Abstract
Aldose reductase (AR) is implicated to play a critical role in diabetes and cardiovascular complications because of the reaction it catalyzes. Our data reveal that peroxisome proliferator WY 14,643, follows a pure non-competitive inhibition pattern in the aldehyde reduction activity as well as in the alcohol oxidation activity of AR. This finding communicates for the first time a novel feature of WY 14,643 in regulating AR activity. In addition, this observation indicates that AR, AR-like proteins and aldo-keto reductase (AKR) members may be involved in the WY 14,643 mechanism of action when it is administered as PPAR agonist.
Introduction
One of the major physiological roles of aldose reductase (AR) is to produce a non-diffusible osmolyte in cells exposed to hypertonicity, as characterized by the renal medullary cells of the loop of Henle [Citation1]. AR plays an important role in the pathogenesis of a variety of diabetic complications, such as cardiovascular diseases, retinopathy, neuropathy and nephropathy. These complications are affected by abnormalities in glucose metabolism, such as an increase in polyol pathway flux mediated by AR under elevated blood glucose conditions Citation2-6. The conversion of glucose to sorbitol is catalyzed by AR in polyol pathway. Sorbitol that is synthesized by AR is transformed to fructose by the catalysis of sorbitol dehydrogenase (SDH). Under normal conditions only about 3% of glucose enters the polyol pathway because a majority of the cellular glucose is phosphorylated by hexokinase to glucose 6-phosphate [Citation7]. However, under hyperglycemic conditions, the increased flux of glucose through the polyol pathway accounts for as much as one-third of the total glucose turnover because ambient glucose saturates the hexokinase [Citation1, Citation5, Citation8]. The marked rise in intracellular glucose seen in the diabetes mellitus condition causes increased production of sorbitol [Citation1, Citation9]. This increased flux and accumulation of sorbitol is damaging to cells and may result in some of the long-term complications of diabetes Citation1 Citation10-12.
In particular the polyol pathway has been implicated in playing a role in myocardial ischemia-reperfusion injuries Citation13-15. Heart failure is a significant cause of morbidity and mortality in patients with diabetes [Citation16] and it's incidence is increased 2.4-fold in diabetic men and 5.1-fold in diabetic women [Citation17]. Although, many of these patients have coexistent hypertension or coronary artery disease, diabetes further predisposes them to the development of heart failure [Citation17, Citation18]. Diabetic patients also are more prone to develop heart failure as a result of acute myocardial infarction [Citation19, Citation20]. WY 14,643 () is a specific peroxisome proliferator-activated receptor α (PPARα) agonist with strong hypolipidemic effects. Here we show that WY 14,643 () is capable of inhibiting human AR activity.

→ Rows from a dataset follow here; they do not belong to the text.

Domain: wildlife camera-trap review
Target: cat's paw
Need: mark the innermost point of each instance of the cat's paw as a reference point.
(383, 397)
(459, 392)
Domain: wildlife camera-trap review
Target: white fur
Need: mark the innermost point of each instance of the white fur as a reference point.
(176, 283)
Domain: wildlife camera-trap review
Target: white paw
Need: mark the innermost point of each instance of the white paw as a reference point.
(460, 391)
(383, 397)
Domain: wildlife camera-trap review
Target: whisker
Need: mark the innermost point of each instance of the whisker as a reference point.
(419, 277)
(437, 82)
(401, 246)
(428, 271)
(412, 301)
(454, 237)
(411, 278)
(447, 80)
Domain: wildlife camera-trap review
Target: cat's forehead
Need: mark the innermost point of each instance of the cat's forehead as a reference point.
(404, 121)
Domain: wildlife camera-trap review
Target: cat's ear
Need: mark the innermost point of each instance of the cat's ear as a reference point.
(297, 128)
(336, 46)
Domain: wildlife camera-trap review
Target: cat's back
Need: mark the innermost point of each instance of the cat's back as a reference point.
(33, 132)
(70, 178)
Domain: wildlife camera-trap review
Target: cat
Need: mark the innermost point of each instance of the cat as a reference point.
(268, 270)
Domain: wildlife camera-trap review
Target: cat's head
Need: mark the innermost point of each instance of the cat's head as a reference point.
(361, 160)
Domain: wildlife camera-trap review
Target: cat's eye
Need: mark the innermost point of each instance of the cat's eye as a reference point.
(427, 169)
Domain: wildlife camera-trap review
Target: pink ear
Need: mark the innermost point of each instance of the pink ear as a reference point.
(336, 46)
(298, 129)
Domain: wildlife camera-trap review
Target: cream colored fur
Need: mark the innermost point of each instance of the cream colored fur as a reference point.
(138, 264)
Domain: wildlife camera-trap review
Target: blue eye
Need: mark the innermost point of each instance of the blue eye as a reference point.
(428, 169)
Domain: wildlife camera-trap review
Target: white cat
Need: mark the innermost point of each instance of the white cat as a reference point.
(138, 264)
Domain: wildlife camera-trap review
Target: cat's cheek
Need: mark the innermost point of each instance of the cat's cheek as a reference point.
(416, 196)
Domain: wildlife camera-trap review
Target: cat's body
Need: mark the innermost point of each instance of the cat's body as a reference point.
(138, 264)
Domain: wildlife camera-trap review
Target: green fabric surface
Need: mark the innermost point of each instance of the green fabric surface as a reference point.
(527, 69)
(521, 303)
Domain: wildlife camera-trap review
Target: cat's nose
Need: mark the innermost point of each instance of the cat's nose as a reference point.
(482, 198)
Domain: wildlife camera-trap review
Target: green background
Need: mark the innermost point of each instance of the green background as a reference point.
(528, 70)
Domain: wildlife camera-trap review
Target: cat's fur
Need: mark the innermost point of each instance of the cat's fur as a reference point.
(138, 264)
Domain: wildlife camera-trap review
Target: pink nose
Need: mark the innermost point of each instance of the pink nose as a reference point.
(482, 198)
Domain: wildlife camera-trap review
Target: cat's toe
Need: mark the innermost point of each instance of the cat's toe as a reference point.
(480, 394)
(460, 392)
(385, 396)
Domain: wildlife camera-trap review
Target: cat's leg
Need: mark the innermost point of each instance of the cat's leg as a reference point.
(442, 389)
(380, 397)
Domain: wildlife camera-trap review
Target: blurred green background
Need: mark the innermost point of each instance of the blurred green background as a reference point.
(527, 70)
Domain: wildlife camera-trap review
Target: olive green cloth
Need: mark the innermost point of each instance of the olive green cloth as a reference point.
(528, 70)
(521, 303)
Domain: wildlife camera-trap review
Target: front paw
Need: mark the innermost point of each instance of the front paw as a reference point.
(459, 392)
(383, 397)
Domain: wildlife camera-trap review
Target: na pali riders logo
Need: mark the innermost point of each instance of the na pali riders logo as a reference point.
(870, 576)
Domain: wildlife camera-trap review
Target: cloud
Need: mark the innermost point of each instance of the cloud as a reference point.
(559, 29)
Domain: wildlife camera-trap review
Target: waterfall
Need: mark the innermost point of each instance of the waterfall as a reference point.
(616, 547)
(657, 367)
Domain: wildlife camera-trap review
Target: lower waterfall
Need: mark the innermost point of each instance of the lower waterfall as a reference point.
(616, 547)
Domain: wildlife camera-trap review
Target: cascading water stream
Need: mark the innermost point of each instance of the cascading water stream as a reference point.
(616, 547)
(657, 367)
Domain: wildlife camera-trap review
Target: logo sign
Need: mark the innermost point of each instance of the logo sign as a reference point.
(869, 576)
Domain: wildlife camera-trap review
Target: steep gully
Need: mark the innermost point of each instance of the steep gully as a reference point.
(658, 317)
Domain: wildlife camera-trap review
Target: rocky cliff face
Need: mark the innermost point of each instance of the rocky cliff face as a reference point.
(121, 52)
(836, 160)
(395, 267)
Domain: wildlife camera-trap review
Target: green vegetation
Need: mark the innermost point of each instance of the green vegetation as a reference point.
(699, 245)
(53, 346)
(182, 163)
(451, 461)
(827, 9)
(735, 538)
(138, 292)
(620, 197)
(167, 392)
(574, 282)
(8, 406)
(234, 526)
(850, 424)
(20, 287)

Figure 1 Chemical structure of 4-Chloro-6-(2,3-xylidino)-2-pyrimidinylthioacetic acid, also known as WY 14,643, Pirinixic acid.
Materials and methods
Reagents, 2-mercaptoethanol, 3-acetylpyridine adenine dinucleotide phosphate (3-APADP+), DL-glyceraldehyde, imidazole, isopropyl β-D-thiogalactoside (IPTG) and WY 14,643 were obtained from Sigma. The source of all the other reagents are specified in parenthesis after their name.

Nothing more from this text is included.